Это позже я узнаю, что последние годы моя мама была… ну, если не алкоголичкой, то что-то около того. А тогда я ничего не понимала: папа, такой спокойный, добрый, хозяйственный вечно вызывал недовольство мамы. К чему она только ни придиралась! И вспоминать не хочется…
Когда она приходила в хорошем настроении, мы с папой были на седьмом небе и боялись спугнуть эту хрупкую радость чем либо: громким голосом, неверным словом или движением. Мы услужливо предлагали маме ужин, мы осторожно рассказывали ей наши – но только приятные! – новости, мы усаживали её на диван и спрашивали: «ты почитаешь, или телевизор включить? не холодно ли тебе? не жарко ли?..» Папа осведомлялся, что из одежды приготовить ей на завтра – потому что, если утром она обнаруживала невыглаженную юбку, это могло отравить нашу жизнь на ближайшую неделю. Когда мама шутила, мы с папой смеялись её остротам до упаду – мы просто надрывали животики.

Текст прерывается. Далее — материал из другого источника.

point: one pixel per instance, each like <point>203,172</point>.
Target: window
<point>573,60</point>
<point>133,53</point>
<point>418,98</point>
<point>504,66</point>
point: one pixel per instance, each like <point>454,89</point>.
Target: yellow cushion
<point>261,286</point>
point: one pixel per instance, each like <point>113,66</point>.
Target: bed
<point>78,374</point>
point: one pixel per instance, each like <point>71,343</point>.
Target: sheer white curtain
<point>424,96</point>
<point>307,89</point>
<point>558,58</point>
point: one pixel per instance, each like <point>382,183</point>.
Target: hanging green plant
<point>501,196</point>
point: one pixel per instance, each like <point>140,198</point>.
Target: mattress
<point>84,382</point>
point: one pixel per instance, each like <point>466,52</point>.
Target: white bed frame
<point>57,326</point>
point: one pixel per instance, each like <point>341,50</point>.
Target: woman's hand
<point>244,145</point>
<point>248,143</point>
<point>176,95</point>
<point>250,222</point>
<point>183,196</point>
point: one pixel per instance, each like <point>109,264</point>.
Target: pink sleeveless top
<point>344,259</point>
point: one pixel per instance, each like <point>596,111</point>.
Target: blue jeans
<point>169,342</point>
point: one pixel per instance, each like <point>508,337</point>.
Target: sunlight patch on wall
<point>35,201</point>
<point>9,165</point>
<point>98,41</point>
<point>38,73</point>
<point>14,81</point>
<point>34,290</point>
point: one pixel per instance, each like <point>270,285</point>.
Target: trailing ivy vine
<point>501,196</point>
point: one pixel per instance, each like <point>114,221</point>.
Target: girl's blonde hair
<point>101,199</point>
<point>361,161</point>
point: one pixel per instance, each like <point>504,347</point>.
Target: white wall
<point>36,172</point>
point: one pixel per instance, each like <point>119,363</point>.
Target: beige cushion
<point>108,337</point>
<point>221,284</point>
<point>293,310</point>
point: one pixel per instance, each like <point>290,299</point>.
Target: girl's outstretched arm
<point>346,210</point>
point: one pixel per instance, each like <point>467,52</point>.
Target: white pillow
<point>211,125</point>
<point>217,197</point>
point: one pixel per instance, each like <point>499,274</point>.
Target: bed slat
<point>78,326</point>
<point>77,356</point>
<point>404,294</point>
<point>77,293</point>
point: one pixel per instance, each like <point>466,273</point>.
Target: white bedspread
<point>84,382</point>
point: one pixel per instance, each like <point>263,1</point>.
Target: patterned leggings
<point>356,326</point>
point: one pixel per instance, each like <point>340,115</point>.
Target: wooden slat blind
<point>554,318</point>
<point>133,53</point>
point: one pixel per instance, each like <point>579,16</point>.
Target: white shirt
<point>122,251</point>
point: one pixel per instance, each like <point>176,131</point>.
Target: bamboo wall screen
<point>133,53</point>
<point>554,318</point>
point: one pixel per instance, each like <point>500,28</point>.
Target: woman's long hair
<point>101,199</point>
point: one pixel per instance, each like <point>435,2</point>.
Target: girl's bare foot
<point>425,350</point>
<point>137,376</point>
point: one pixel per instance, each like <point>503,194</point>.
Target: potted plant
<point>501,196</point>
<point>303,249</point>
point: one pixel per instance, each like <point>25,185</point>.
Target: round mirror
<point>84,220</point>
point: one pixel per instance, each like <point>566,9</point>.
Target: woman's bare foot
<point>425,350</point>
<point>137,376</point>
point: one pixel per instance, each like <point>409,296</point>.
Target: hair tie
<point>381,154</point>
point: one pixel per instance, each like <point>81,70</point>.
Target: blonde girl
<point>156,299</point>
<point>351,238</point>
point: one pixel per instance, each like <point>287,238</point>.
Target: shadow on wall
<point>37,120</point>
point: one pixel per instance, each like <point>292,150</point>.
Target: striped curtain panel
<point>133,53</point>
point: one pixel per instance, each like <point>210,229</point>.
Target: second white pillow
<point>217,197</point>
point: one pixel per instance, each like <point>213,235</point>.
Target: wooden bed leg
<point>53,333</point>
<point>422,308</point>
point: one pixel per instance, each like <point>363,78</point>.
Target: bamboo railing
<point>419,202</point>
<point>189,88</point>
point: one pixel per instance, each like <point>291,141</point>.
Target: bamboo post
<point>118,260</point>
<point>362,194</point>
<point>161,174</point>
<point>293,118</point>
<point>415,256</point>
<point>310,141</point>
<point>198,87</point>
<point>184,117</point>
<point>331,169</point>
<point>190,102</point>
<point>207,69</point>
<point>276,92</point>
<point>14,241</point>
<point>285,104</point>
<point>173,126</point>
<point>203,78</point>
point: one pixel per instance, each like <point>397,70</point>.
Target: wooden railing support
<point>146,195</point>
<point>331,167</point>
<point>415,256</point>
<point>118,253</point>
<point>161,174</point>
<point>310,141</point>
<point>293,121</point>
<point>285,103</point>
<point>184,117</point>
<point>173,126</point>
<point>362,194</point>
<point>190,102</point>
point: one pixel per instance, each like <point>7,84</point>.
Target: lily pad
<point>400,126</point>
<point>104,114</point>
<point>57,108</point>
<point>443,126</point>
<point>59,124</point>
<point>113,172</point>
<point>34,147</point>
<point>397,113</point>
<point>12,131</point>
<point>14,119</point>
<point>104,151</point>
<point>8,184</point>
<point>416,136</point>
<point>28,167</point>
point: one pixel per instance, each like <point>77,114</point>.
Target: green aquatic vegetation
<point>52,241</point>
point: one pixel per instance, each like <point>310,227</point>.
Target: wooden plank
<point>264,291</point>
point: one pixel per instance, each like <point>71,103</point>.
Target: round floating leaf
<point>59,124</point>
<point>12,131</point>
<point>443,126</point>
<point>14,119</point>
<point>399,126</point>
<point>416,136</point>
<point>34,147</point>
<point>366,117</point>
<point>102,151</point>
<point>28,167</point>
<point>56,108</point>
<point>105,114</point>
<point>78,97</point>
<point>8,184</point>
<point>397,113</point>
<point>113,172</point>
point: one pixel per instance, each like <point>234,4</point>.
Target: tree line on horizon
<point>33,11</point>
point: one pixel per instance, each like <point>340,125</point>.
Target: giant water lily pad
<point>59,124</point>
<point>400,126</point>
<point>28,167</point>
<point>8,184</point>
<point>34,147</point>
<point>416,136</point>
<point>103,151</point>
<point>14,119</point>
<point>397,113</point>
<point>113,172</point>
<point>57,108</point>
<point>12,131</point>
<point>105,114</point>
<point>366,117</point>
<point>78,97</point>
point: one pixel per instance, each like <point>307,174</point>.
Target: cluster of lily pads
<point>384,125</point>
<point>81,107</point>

При этом нам категорически не следовало выказывать любовь друг к другу – любимой у каждого из нас должна быть только мама. Чтобы подчеркнуть это, мы время от времени конфликтовали с папой – маме нравилось мирить нас и ощущать себя единственным связующим звеном.
– Вы бы давно загрызли один другого, если бы не я, – часто повторяла она бесцветным голосом.

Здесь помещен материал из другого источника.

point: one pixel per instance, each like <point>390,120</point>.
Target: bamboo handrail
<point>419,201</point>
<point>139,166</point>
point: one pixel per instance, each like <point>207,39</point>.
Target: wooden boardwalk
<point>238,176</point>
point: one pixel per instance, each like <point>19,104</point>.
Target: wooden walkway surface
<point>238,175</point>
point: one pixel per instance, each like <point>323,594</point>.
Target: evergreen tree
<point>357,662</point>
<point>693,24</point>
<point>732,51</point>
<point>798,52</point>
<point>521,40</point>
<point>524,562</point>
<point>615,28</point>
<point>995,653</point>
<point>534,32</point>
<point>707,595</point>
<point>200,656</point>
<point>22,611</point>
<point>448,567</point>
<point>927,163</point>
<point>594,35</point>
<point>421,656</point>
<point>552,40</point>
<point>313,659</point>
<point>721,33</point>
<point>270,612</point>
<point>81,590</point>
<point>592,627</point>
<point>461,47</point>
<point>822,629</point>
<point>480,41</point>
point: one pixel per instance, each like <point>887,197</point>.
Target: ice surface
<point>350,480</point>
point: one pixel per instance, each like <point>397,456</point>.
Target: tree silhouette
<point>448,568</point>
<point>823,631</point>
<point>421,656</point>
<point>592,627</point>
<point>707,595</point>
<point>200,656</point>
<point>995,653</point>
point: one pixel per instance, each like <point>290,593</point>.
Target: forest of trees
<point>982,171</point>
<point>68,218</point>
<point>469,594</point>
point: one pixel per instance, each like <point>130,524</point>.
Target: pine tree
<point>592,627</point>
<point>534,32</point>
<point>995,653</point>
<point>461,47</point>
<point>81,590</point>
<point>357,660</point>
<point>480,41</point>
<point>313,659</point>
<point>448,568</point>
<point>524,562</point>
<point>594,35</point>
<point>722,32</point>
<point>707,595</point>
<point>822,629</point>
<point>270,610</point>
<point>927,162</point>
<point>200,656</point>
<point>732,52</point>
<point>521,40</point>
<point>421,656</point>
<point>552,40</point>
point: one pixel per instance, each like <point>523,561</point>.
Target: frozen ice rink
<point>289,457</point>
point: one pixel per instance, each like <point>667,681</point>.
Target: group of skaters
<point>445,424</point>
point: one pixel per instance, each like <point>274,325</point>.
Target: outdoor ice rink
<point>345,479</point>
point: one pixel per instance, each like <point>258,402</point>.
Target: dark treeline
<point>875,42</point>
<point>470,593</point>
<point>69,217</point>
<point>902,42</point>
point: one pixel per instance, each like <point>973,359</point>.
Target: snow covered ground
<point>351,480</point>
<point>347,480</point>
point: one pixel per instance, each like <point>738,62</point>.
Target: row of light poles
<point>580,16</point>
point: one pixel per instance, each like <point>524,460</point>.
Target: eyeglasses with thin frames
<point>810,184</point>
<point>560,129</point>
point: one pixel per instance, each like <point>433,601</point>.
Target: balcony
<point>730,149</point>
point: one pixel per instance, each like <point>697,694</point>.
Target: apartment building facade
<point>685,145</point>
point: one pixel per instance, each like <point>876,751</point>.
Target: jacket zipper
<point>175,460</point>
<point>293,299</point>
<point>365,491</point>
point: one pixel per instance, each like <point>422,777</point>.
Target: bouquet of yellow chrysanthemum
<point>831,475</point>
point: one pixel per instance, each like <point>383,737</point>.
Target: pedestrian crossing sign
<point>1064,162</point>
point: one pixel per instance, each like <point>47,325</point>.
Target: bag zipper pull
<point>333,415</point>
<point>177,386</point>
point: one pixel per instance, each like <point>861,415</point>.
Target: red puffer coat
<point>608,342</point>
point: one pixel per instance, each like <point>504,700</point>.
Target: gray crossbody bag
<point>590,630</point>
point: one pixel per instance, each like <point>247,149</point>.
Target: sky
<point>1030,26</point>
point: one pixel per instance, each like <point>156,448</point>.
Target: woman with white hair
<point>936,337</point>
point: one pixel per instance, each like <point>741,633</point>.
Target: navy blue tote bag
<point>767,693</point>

Тишина и покой могли длиться не больше нескольких дней. Потом наступал срыв по какой-либо причине, и наша жизнь превращалась в ад.
Маму не радовали ни мои круглые пятёрки – а училась я только для неё, ни чистота и порядок в квартире – тоже исключительно для мамы. В спокойном состоянии она не замечала ничего, она делалась отстранённой даже от самой себя, где-то над и вне всего окружающего. Но в гневе от её взгляда не ускользала ни одна пылинка, ни одна моя четвёрка, ни одна оторванная пуговица на папиной рубашке.

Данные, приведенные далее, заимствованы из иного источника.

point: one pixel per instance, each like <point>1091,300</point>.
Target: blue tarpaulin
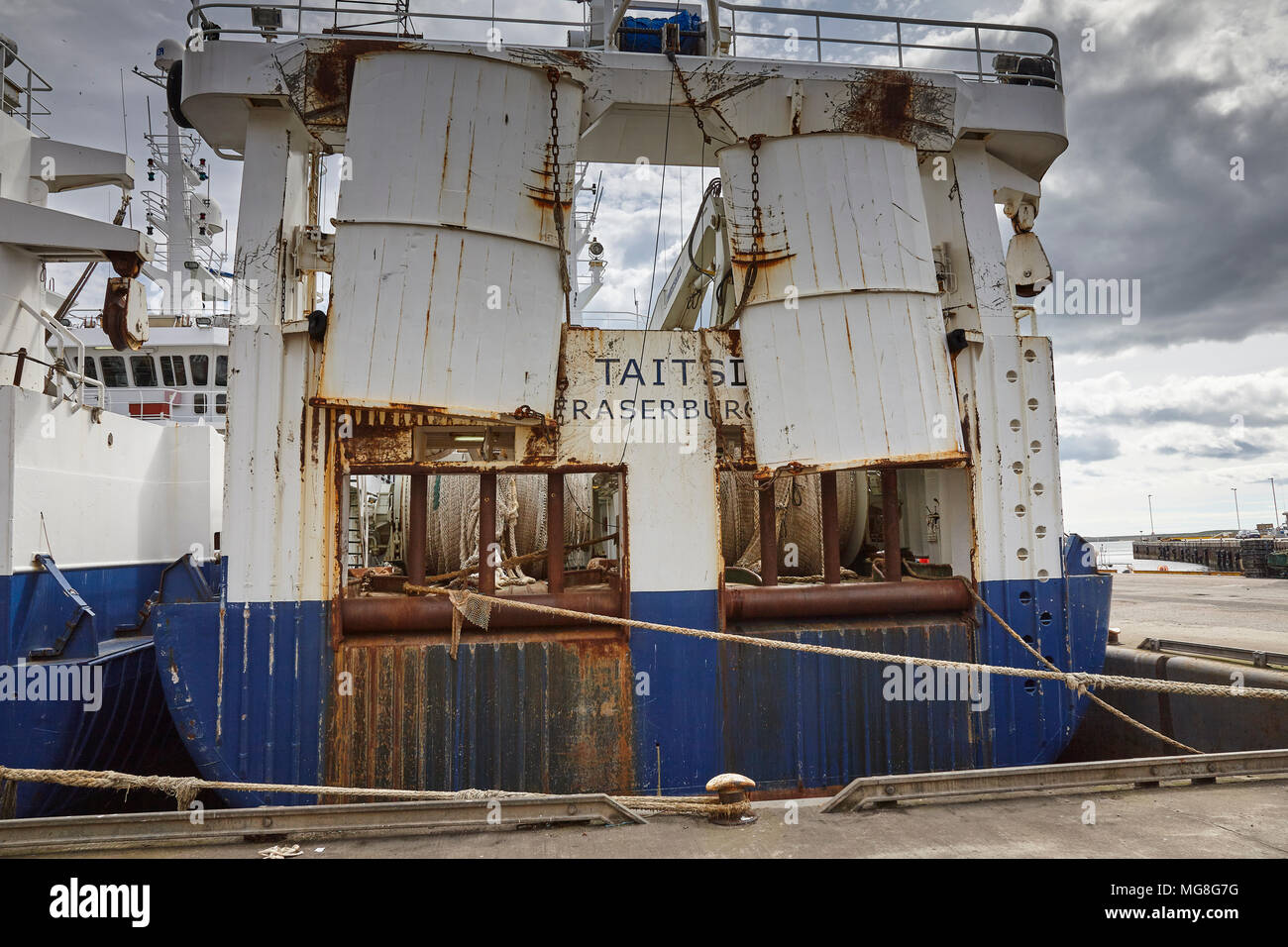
<point>643,35</point>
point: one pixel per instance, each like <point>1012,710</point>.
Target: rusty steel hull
<point>263,692</point>
<point>799,602</point>
<point>537,716</point>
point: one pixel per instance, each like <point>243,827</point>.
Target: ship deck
<point>1228,819</point>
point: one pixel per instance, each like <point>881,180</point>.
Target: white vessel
<point>861,415</point>
<point>98,510</point>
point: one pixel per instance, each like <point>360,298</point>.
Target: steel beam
<point>831,528</point>
<point>274,822</point>
<point>417,528</point>
<point>768,535</point>
<point>890,521</point>
<point>1149,771</point>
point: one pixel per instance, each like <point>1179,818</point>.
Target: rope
<point>1099,701</point>
<point>513,561</point>
<point>184,789</point>
<point>1074,681</point>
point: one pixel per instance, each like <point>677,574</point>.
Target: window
<point>114,371</point>
<point>172,372</point>
<point>145,371</point>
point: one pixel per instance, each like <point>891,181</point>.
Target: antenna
<point>125,133</point>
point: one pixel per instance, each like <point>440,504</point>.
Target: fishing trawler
<point>831,419</point>
<point>101,509</point>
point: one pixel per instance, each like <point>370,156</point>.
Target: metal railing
<point>63,341</point>
<point>18,88</point>
<point>930,46</point>
<point>983,52</point>
<point>390,18</point>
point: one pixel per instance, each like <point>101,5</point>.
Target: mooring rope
<point>184,789</point>
<point>1099,701</point>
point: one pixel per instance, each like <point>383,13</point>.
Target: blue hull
<point>129,731</point>
<point>259,696</point>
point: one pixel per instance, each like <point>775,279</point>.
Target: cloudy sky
<point>1175,99</point>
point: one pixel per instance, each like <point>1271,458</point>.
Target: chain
<point>553,75</point>
<point>758,234</point>
<point>694,103</point>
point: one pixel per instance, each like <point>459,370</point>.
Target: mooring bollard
<point>732,789</point>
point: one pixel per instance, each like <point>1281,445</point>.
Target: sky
<point>1175,180</point>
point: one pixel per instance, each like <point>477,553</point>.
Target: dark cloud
<point>1234,450</point>
<point>1172,93</point>
<point>1089,447</point>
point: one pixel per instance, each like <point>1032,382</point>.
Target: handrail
<point>202,20</point>
<point>17,97</point>
<point>900,46</point>
<point>303,20</point>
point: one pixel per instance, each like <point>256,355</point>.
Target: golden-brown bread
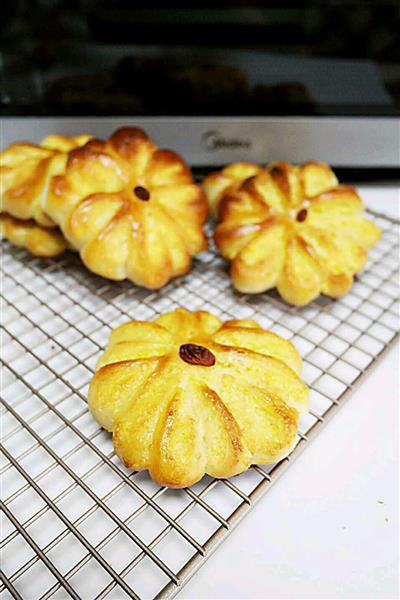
<point>187,395</point>
<point>294,228</point>
<point>219,183</point>
<point>25,173</point>
<point>130,209</point>
<point>41,241</point>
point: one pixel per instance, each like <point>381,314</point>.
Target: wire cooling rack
<point>76,522</point>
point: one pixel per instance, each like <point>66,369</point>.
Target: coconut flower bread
<point>187,394</point>
<point>131,210</point>
<point>290,227</point>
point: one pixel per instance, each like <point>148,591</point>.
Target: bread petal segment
<point>261,341</point>
<point>115,386</point>
<point>26,171</point>
<point>182,419</point>
<point>179,456</point>
<point>258,266</point>
<point>272,434</point>
<point>228,180</point>
<point>41,241</point>
<point>301,278</point>
<point>135,431</point>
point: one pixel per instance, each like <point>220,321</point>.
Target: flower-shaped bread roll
<point>294,228</point>
<point>187,395</point>
<point>130,209</point>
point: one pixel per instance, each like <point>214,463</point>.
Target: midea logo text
<point>214,140</point>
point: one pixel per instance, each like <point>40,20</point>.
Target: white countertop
<point>329,527</point>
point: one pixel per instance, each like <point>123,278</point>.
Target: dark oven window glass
<point>94,57</point>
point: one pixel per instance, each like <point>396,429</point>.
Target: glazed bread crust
<point>25,173</point>
<point>186,395</point>
<point>41,241</point>
<point>294,228</point>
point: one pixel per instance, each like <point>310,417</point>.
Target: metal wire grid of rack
<point>76,522</point>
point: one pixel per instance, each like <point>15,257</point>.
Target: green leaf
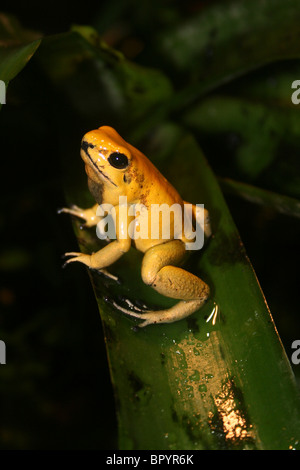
<point>227,40</point>
<point>17,46</point>
<point>278,202</point>
<point>258,128</point>
<point>98,81</point>
<point>198,383</point>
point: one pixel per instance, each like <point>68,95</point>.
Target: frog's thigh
<point>159,272</point>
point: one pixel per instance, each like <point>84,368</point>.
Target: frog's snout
<point>86,145</point>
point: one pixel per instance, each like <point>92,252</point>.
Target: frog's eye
<point>118,160</point>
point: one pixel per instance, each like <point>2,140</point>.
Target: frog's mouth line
<point>85,147</point>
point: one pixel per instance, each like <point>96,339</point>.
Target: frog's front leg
<point>102,258</point>
<point>88,215</point>
<point>159,271</point>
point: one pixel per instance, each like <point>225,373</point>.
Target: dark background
<point>56,372</point>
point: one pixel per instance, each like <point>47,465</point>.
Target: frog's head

Иногда мама не возвращалась с работы, и тогда папа говорил, что она уехала в командировку.
Мы объединялись в нашей грусти. Не скрывая чувств, мы заботились друг о друге с той предупредительностью и нежностью, какая переполняет близких людей после долгой-долгой разлуки.
В такие дни, точнее – ночи, я спала в родительской постели с папой. Это наслаждение, пожалуй, было сильней и глубже, чем печаль по отсутствующей маме – притом, что печалило меня вовсе не её отсутствие, а печаль папы, которую он тщетно пытался скрыть.
Мне до умопомрачения нравилось лежать щекой на папиной крепкой мохнатой груди: одна его рука обнимала меня за плечо, другая теребила мои длинные волосы или гладила по щеке. От папы пахло душистым мылом или одеколоном, которым он растирал щёки после бритья, и ароматным трубочным табаком.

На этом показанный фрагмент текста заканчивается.